The combination of the fresh wobbles in Europe and last week’s weak US employment numbers mean that this is very much a ‘risk on’ environment and therefore the speculative support for the Australian dollar – attractive by the high real returns in the bond market – isn’t there.

There is, of course, another reason for the dollar’s weakness and one that could keep a lid on its value for some time.

Our terms of trade have peaked, at least for the moment, with commodity prices down across the board, driven by the deliberate slowing in China’s growth rate and the maturation of the infrastructure phase of its development.

China is now targeting growth of 7.5 per cent this year, which would be its lowest rate of growth in eight years, and there are some concerns that it might undershoot even that target. With both the European and US economies still stalling and the Chinese deliberately slowing their domestic activity it isn’t surprising that China’s growth rate has tapered (On the cusp of a China rebalancing, April 11).

If commodity prices don’t surge again, and the eurozone remains a threat to global stability and growth – as one would expect it to be for some years even if the potential implosions of the too-big-to-fail/too-big-to-rescue southern European economies are avoided – it would difficult to imagine the Australian dollar climbing back towards the $US1.10 level unless for some reason there was an historic loss of confidence in the US dollar.

With the Reserve Bank signalling last week that it is inclined, the March quarter CPI outcome permitting, to cut official rates again next month, there is another reason for our dollar to be a little weaker.

It should, however, remain at levels that are still historically high because, while China’s growth rate has slowed it is still solid growth over a vastly larger economic base than it had before it ignited the resources boom and resource companies are still scrambling to expand their output to supply that growth.

That is having, and will continue to have, a significant adverse impact on manufacturing industry and tourism.
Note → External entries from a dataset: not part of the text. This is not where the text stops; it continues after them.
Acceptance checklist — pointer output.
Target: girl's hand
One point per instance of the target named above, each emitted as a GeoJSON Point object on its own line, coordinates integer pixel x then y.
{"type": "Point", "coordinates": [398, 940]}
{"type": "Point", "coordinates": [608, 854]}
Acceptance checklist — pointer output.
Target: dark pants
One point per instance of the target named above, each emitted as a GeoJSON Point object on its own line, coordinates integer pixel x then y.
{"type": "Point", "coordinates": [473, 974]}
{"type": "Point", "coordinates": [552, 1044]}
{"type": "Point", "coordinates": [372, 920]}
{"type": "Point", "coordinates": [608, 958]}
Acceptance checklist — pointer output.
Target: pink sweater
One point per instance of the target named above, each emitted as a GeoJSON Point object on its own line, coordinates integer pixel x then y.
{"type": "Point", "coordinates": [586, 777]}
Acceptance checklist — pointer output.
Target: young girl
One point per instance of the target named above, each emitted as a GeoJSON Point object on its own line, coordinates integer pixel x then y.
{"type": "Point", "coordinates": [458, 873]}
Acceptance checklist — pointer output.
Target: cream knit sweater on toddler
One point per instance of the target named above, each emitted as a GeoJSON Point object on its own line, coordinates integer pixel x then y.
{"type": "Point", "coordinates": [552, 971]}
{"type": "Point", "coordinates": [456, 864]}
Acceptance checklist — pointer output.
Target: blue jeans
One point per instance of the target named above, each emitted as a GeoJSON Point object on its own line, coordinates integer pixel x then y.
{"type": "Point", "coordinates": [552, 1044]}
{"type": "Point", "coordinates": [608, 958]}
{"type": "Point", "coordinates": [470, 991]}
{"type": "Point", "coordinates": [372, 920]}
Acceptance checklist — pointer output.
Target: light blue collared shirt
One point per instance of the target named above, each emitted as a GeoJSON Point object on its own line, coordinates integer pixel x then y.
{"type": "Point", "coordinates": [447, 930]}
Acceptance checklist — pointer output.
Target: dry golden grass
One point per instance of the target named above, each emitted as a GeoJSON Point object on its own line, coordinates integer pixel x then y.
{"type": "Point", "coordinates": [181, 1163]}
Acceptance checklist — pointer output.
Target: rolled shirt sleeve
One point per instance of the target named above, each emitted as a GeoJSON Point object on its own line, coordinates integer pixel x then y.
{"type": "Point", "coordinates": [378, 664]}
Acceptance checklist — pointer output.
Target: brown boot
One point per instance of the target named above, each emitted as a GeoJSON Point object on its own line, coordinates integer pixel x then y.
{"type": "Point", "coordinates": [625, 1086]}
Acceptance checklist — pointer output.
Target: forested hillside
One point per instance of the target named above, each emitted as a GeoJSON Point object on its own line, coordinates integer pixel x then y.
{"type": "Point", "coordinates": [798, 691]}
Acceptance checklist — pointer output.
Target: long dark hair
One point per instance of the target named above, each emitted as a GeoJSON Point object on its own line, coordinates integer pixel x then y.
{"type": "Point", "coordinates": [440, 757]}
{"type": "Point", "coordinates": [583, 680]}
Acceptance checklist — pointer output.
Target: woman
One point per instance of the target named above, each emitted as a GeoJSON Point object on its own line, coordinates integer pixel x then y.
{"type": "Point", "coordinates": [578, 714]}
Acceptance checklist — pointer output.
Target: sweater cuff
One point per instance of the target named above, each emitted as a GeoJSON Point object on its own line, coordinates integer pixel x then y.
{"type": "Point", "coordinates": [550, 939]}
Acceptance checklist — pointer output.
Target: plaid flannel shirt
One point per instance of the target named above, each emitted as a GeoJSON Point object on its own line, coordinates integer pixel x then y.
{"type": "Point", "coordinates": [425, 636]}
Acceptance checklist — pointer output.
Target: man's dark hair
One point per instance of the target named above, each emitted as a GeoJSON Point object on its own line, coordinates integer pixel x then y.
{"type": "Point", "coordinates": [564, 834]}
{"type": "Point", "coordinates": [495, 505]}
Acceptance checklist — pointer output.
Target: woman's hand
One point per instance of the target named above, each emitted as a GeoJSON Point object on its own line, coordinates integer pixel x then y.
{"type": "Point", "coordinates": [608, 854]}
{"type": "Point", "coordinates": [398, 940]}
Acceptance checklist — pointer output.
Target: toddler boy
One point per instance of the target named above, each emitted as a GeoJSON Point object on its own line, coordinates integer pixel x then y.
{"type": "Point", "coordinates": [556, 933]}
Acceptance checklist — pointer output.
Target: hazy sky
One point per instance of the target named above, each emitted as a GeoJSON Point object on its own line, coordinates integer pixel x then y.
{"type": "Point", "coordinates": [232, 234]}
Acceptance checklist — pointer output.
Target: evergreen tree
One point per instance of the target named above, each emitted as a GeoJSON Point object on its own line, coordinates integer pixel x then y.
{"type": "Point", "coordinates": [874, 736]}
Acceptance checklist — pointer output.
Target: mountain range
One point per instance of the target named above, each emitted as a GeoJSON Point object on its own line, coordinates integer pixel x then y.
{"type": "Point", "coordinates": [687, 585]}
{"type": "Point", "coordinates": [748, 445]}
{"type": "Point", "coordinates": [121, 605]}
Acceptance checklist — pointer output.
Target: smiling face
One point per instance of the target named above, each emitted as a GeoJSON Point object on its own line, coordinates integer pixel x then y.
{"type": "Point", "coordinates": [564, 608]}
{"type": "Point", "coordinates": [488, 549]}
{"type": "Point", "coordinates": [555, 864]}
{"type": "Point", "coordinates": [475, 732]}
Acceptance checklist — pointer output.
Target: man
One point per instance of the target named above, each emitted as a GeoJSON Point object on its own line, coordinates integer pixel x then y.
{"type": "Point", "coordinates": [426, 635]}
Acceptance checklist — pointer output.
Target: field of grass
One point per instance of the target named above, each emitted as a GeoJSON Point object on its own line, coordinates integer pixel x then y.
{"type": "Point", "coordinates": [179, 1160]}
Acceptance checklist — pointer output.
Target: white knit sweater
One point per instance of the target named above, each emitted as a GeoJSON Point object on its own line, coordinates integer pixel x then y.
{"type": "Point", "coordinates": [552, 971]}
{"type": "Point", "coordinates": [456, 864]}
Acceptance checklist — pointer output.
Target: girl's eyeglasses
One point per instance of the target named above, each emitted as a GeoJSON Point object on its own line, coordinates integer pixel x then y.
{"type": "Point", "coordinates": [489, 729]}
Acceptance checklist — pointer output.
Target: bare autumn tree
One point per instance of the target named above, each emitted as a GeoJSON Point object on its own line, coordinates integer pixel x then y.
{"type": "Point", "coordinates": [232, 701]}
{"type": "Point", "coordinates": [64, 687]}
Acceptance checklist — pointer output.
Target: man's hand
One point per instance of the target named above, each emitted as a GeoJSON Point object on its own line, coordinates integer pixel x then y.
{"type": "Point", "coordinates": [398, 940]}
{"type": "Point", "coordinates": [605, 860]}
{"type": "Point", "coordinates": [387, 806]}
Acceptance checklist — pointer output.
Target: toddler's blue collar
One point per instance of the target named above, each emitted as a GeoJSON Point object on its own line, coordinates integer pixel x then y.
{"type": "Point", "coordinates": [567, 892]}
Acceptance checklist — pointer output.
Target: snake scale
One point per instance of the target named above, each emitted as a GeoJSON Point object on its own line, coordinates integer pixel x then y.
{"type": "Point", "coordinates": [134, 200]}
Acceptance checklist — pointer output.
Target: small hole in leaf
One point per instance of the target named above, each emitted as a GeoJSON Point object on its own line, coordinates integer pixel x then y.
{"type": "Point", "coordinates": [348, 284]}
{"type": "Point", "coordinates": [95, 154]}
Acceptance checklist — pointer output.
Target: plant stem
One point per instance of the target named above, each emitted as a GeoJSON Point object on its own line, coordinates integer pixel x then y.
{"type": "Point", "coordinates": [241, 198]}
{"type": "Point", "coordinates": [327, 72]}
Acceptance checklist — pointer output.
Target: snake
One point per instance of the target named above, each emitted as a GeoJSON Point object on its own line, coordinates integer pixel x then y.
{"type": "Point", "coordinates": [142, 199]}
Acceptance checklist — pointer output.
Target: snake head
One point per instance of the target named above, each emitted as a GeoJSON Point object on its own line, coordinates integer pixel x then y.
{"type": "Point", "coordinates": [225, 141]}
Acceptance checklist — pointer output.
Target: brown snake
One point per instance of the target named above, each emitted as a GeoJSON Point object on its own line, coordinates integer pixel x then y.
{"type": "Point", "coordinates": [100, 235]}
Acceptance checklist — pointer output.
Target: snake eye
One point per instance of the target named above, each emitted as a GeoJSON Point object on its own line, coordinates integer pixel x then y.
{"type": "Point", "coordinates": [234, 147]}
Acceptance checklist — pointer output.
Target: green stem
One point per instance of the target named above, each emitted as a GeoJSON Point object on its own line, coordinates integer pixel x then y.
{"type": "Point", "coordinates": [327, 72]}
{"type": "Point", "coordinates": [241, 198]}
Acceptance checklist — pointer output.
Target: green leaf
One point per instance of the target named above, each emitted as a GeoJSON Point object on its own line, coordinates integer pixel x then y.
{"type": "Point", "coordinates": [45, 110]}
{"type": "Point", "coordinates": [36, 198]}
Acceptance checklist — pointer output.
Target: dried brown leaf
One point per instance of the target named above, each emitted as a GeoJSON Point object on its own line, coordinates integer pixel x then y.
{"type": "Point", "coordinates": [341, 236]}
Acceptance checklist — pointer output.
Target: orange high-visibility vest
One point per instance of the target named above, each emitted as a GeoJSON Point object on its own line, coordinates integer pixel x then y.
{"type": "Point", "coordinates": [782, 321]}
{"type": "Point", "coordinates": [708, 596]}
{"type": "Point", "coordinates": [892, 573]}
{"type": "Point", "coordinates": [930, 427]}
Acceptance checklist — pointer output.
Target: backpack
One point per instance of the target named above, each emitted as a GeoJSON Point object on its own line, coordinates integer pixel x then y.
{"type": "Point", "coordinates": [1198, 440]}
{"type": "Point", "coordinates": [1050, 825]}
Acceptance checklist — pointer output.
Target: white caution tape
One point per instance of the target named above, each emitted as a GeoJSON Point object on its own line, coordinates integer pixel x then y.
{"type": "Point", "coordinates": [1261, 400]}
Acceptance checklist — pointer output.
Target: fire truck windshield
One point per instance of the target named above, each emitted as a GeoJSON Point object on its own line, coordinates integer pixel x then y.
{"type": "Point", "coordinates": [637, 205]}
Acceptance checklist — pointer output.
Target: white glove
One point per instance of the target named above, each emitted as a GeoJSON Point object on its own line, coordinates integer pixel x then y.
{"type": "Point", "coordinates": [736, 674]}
There is a major restructuring of the non-resource side of the economy occurring, with considerable job losses. A highly contractionary budget, combined with the looming introduction of the carbon tax, isn’t going to help.

A significant further weakening in the value of the dollar – a return to its pre-boom levels – however, while highly unlikely, might be an even worse outcome as it would probably signal that the resources boom was over and that the hundreds of billions of dollars being invested in expanding the sector’s capacity had been wasted.